How to add strings to items in list that resulted from split?

I am building a function that accepts a string as input, splits it based on certain separator and ends on period. Essentially what I need to do is add certain pig latin words onto certain words within the string if they fit the criteria.
The criteria are:
if the word starts with a non-letter or contains no characters, do nothing to it
if the word starts with a vowel, add 'way' to the end
if the word starts with a consonant, place the first letter at the end and add 'ay'
For output example:
simple_pig_latin("i like this") → 'iway ikelay histay.'
--default sep(space) and end(dot)
simple_pig_latin("i like this", sep='.') → 'i like thisway.'
--separator is dot, so whole thing is a single “word”
simple_pig_latin("i.like.this",sep='.',end='!') → 'iway.ikelay.histay!'
--sep is '.' and end is '!'
simple_pig_latin(".") → '..'
--only word is '.', so do nothing to it and add a '.' to the end
It is now:
def simple_pig_latin(input, sep='', end='.'):
words=input.split(sep)
new_sentence=""
Vowels= ('a','e','i','o','u')
Digit= (0,1,2,3,4,5,6,7,8,9)
cons=('b','c','d','f','g','h','j','k','l','m','n','p','q','r','s','t','v','w','x','y','z')
for word in words:
if word[0] in Vowels:
new_word= word+"way"
if word[0] in Digit:
new_word= word
if word[0] in cons:
new_word= word+"ay"
else:
new_word= word
new_sentence= new_sentence + new_word+ sep
new_sentence= new_sentence.strip(sep) + sentenceEndPunctuation
return new_sentence
Example error:
ERROR: test_simple_pig_latin_8 (__main__.AllTests)
----------------------------------------------------------------------
Traceback (most recent call last):
File "testerl8.py", line 125, in test_simple_pig_latin_8
result = simple_pig_latin(input,sep='l',end='')
File "/Users/kgreenwo/Desktop/student.py", line 8, in simple_pig_latin
if word[0] in Vowels:
IndexError: string index out of range
You have the means of adding strings together correct: you use the + operator, as you have in new_string = new_string + "way".
You have two other major issues, however:
To determine whether a variable can be found in a list (in your case, a tuple), you’d probably want to use the in operator. Instead of if [i][0]==Vowels: you would use if [i][0] in Vowels:.
When you reconstruct the string with the new words, you will need to add the word to your new_string.
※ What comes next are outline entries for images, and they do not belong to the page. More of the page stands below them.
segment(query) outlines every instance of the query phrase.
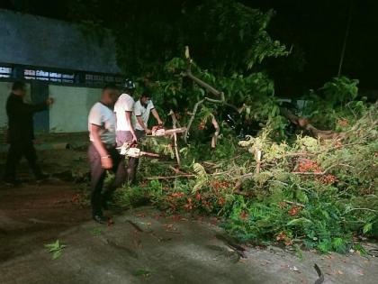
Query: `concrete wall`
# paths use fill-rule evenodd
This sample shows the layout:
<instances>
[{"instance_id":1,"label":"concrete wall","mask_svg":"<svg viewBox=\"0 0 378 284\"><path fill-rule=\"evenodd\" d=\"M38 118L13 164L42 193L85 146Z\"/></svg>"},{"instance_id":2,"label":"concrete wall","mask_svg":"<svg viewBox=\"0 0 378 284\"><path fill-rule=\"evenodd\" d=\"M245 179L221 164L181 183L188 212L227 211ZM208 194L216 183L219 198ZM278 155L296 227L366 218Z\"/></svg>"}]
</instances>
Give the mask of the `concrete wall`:
<instances>
[{"instance_id":1,"label":"concrete wall","mask_svg":"<svg viewBox=\"0 0 378 284\"><path fill-rule=\"evenodd\" d=\"M5 105L6 100L11 94L12 82L0 82L0 130L5 128L8 124L8 117L6 116ZM31 86L27 84L27 92L25 102L31 101Z\"/></svg>"},{"instance_id":2,"label":"concrete wall","mask_svg":"<svg viewBox=\"0 0 378 284\"><path fill-rule=\"evenodd\" d=\"M0 9L0 62L120 73L114 41L84 36L62 21Z\"/></svg>"},{"instance_id":3,"label":"concrete wall","mask_svg":"<svg viewBox=\"0 0 378 284\"><path fill-rule=\"evenodd\" d=\"M0 81L0 136L2 129L7 126L5 104L11 87L11 82ZM28 84L25 101L29 103L30 90ZM101 88L49 85L49 93L55 99L49 111L50 133L86 132L89 110L100 100Z\"/></svg>"},{"instance_id":4,"label":"concrete wall","mask_svg":"<svg viewBox=\"0 0 378 284\"><path fill-rule=\"evenodd\" d=\"M101 89L80 87L49 86L55 104L50 109L50 133L76 133L88 129L88 114L100 100Z\"/></svg>"}]
</instances>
Instead of new_string=new_string+"way" you might use new_string = new_string+word+"way". If you choose to do it this way, you’ll also need to decide when to add the sep back to each word.
Another way of joining smaller strings into larger ones with a known separator is to create a list of the new individual strings, and then join the strings back together using your known separator:
separator = ' '
words = sentence.split(separator)
newWords = []
for word in words:
newWord = doSomething(word)
newWords.append(newWord)
newSentence = separator.join(newWords)
In this way, you don’t have to worry about either the first or last word not needing a separator.
In your case, doSomething might look like:
def doSomething(word):
if word[0] in Vowels:
return word + "way"
elif word[0] in Consonants:
return word + "ay"
#and so forth
How to write a function
On a more basic level, you will probably find it easier to create your functions in steps, rather than trying to write everything at once. At each step, you can be sure that the function (or script) works, and then move on to the next step. For example, your first version might be as simple as:
def simple_pig_latin(sentence, separator=' '):
words = sentence.split(separator)
for word in words:
print word
simple_pig_latin("i like this")
This does nothing except print each word in the sentence, one per line, to show you that the function is breaking the sentence apart into words the way that you expect it to be doing. Since words are fundamental to your function, you need to be certain that you have words and that you know where they are before you can continue. Your error of trying to check [i][0] would have been caught much more easily in this version, for example.
A second version might then do nothing except return the sentence recreated, taking it apart and then putting it back together the same way it arrived:
def simple_pig_latin(sentence, separator=' '):
words = sentence.split(separator)
new_sentence = ""
for word in words:
new_sentence = new_sentence + word + separator
return new_sentence
print simple_pig_latin("i like this")
Your third version might try to add the end punctuation:
def simple_pig_latin(sentence, separator=' ', sentenceEndPunctuation='.'):
words = sentence.split(separator)
new_sentence = ""
for word in words:
new_sentence = new_sentence + word + separator
new_sentence = new_sentence + sentenceEndPunctuation
return new_sentence
print simple_pig_latin("i like this")
At this point, you’ll realize that there’s an issue with the separator getting added on in front of the end punctuation, so you might fix that by stripping off the separator when done, or by using a list to construct the new_sentence, or any number of ways.
def simple_pig_latin(sentence, separator=' ', sentenceEndPunctuation='.'):
words = sentence.split(separator)
new_sentence = ""
for word in words:
new_sentence = new_sentence + word + separator
new_sentence = new_sentence.strip(separator) + sentenceEndPunctuation
return new_sentence
print simple_pig_latin("i like this")
Only when you can return the new sentence without the pig latin endings, and understand how that works, would you add the pig latin to your function. And when you add the pig latin, you would do it one rule at a time:
def simple_pig_latin(sentence, separator=' ', sentenceEndPunctuation='.'):
vowels= ('a','e','i','o','u')
words = sentence.split(separator)
new_sentence = ""
for word in words:
if word[0] in vowels:
new_word = word + "way"
else:
new_word = word
new_sentence = new_sentence + new_word + separator
new_sentence = new_sentence.strip(separator) + sentenceEndPunctuation
return new_sentence
print simple_pig_latin("i like this")
And so on, adding each change one at a time, until the function performs the way you expect.
When you try to build the function complete all at once, you end up with competing errors that make it difficult to see where the function is going wrong. By building the function one step at a time, you should generally only have one error at a time to debug.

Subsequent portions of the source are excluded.